C'est sous le double parrainage symbolique du 1er novembre, qui commémore cette année le déclenchement, il y a 63 ans, de la glorieuse guerre de Libération et célèbre également, pour les Chrétiens, la fête catholique de la Toussaint, qu'a été fleurie, avant-hier, au cimetière chrétien d'El-Kalâa de Tlemcen, devant un groupe de fidèles musulmans et chrétiens, la tombe de l'abbé Alfred Berrenguer, un militant de la première heure de la cause nationale.
Cet homme de Dieu, qui "a choisi la justice avant sa mère" pendant les heures cruciales de la lutte armée (au contraire d'un autre fils de l'Algérie coloniale, l'écrivain Albert Camus) naquit le 30 juin 1915, dans le petit village d'El-Amria (ex-Lourmel) de parents espagnols venus s'installer, au début du 20e siècle, en terre oranaise.
Jeune prêtre, dès 1936, Alfred Berrenguer opta pour le parti des "opprimés" et dénonça l'ordre colonial, notamment à travers des articles de la revue "Simoun". Le 1er novembre 1954, alors qu'il officiait, depuis 3 ans, en tant que curé dans le village de Remchi (dans la région de Tlemcen) il n'hésita pas à choisir son camps et s'engagea aux côtés des nationalistes algériens, en aidant les familles des prisonniers politiques et des moudjahidines qui avaient rejoint le maquis. Dénoncé, il sera expulsé hors d'Algérie, en 1958.
À chaque fois qu'il en eut l'occasion, Mgr Henri Teissier, l'ancien évêque d'Alger, a mis un point d'honneur à rappeler, dans des interviews à la presse, que c'est grâce à l'action de l'abbé Berrenguer que l'Algérie combattante a gagné le soutien de l'Amérique latine à sa cause.
"André Malraux, émissaire français en Amérique latine, ne connaissait pas l'Algérie ni la langue espagnole. Aussi, il était facile à l'abbé Berrenguer de déconstruire les arguments de Malraux.
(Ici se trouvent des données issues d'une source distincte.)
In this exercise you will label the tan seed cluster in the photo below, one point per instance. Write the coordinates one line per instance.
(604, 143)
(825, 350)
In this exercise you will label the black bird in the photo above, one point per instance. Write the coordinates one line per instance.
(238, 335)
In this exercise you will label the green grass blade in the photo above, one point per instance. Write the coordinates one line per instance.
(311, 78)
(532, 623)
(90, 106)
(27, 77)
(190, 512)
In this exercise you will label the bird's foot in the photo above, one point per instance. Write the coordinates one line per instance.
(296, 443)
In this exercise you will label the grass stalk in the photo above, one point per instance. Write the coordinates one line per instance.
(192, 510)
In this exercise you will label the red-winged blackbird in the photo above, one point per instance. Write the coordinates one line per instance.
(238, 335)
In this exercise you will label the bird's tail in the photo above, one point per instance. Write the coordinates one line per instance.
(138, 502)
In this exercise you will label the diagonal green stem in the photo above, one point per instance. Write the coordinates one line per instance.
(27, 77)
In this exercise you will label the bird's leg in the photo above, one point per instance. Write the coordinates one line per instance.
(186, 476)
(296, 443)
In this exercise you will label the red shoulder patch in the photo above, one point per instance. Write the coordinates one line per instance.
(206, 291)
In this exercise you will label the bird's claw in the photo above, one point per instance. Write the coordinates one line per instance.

Il passait après lui, dans chaque pays sud-américain, et expliquait en espagnol ce qu'était le fond du problème algérien et le pourquoi de la guerre" a plusieurs fois témoigné Mgr Teissier.
Co-fondateur du Croissant rouge algérien (dont il fut le représentant en Amérique latine, de 1958 à 1962) Alfred Berrenguer a été élu député de sa ville d'adoption, Tlemcen, dans la première Assemblée constituante de l'Algérie indépendante.. Mais après le 19 juin 1965, il déclina tous les postes politiques et se consacra à l'enseignement dans un lycée de Tlemcen, jusqu'à sa retraite qu'il choisit de vivre, dans le silence et la méditation, au monastère Saint Benoît, sur les hauteurs de la ville.
Jusqu'à son décès qui survint le 14 novembre 1996, l'abbé Berrenguer restera fidèle à sa terre algérienne et refusera tous les compromis qui pouvaient heurter sa conscience. Il se tiendra aux côtés de l'Algérie et de son peuple, mais ne voudra jamais se lier à un régime.
"Je ne voulais pas qu'on puisse dire que j'avais agi pour la gloire ou pour l'argent. J'ai refusé la carte d'ancien moudjahid et la pension d'ancien député, car je n'eus pas à faire mes preuves (pendant la guerre de Libération ) pour pouvoir contacter les nationalistes car ils me considéraient comme un des leurs" écrivait-il dans ses mémoires, consignées dans un livre d'entretien, publié à Paris, en 2004, et intitulé "En toute liberté".
Jusqu'au milieu des années 1990, ses voisins de quartier à Tlemcen, pouvaient apercevoir, tôt le matin, l'abbé Alfred Berrenguer dégringoler, à pied, la pente raide qui mène du monastère Saint Benoît vers le centre-ville, abrité du soleil et de la pluie par son éternel béret, un vieux cartable à la main. "Cet homme qui marche, se disaient-ils peut-être, doit venir de loin, mais Dieu sait qu'il marche droit!".